Last year Texas administered the death penalty to 13 inmates, which was double
the amount of any other state. The state has been well known for its fondness
of the death penalty, and now it seems, according to The Guardian, that it only
has enough of one of the deathly drugs for six more proceedings, which will
last it until June of this year.
Pentobarbital is the drug in question. It is injected along with 2 other drugs,
and the maker of this drug, Lundbeck, has long disapproved of this drug’s usage
in the death penalty. As of July 1, 2011, the company announced that it would
no longer be outsourcing the drug to U.S. states that use it as capitol
punishment. This decision not only affects Texas, but 34 other states in the
U.S. that allow the death penalty.
The company’s statement at the time was, “Lundbeck is dedicated to saving
people’s lives. Use of our products to end lives contradicts everything we are
in business to do. Lundbeck is opposed to the use of its product for the
purpose of capital punishment.”
While the drug has been approved to treat seizures and act as a sedative, it
also has a much darker history. This drug has long been used in connection with
euthanasia and is legally used to do so in countries such as Switzerland and
the Netherlands. It is very noble for Lundbeck to stand up for its values, but
that does not mean this drug is not being used for death in other places.

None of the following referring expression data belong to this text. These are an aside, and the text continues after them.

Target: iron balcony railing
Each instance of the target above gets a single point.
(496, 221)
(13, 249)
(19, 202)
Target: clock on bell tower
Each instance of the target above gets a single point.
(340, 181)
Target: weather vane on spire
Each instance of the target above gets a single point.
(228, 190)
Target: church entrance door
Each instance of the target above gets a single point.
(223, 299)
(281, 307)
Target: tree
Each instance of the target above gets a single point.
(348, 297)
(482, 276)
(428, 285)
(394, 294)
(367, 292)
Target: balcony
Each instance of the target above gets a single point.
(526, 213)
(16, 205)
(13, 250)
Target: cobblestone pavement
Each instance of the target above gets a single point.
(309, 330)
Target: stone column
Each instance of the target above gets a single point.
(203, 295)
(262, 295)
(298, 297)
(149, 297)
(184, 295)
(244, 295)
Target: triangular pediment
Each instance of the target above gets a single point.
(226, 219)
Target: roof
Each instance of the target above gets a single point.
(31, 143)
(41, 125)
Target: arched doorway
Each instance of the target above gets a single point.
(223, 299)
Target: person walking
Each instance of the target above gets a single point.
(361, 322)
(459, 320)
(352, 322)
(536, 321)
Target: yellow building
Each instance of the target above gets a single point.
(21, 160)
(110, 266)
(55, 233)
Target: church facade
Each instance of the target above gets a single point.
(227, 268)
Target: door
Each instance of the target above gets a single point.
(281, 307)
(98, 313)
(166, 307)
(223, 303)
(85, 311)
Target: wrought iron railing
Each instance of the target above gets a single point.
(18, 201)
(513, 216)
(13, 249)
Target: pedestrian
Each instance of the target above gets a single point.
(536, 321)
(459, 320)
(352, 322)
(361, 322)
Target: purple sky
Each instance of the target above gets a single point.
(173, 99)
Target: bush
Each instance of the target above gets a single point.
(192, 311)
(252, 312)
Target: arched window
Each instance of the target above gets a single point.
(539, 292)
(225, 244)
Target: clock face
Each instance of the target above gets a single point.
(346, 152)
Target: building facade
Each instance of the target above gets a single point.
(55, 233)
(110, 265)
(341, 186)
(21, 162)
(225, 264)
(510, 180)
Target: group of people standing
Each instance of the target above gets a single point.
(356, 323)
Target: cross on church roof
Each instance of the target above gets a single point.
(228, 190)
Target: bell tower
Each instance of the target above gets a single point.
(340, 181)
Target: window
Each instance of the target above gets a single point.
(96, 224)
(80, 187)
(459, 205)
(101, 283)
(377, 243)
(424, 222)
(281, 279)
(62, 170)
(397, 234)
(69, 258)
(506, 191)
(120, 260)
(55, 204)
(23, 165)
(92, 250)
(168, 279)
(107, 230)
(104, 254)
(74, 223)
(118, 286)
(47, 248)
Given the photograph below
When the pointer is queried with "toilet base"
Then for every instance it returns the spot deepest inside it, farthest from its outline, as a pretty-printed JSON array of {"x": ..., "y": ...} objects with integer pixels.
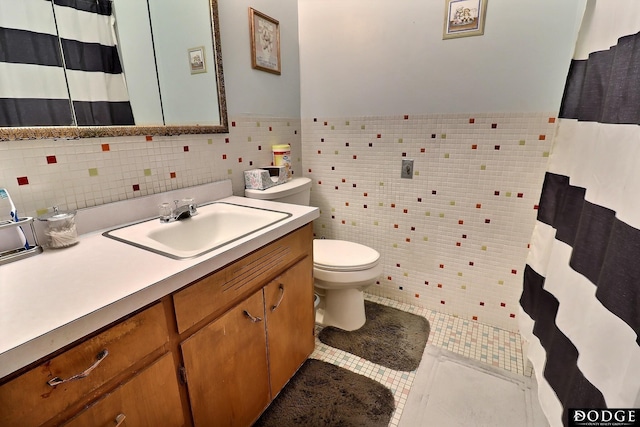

Texas is not the only state running low; Georgia only has enough of the drug to
cover 4 more deaths. This begs the question of what these states will look to
when they are out of their supplies. Will they stop administering lethal
injections, like so many other states who have had to deal with controversial
cases, or will they seek different options?
Texas has had 476 executions since 1976, and 238 of those have occurred since
1998 when Governor Rick Perry took office. This has been something Perry is
said to be very proud of. Texas has already executed one prisoner this year,
and the next execution is set to happen on February 28.
12 states held executions last year. Texas was followed by Alabama with 6
cases. Ohio had 5 cases last year, but now has put their death penalty on hold
due to inconsistencies. Arizona executed 4 prisoners last year; Oklahoma,
Georgia, Florida, and Mississippi each had 2; and Virginia, Missouri, South
Carolina, and Delaware each had 1 apiece.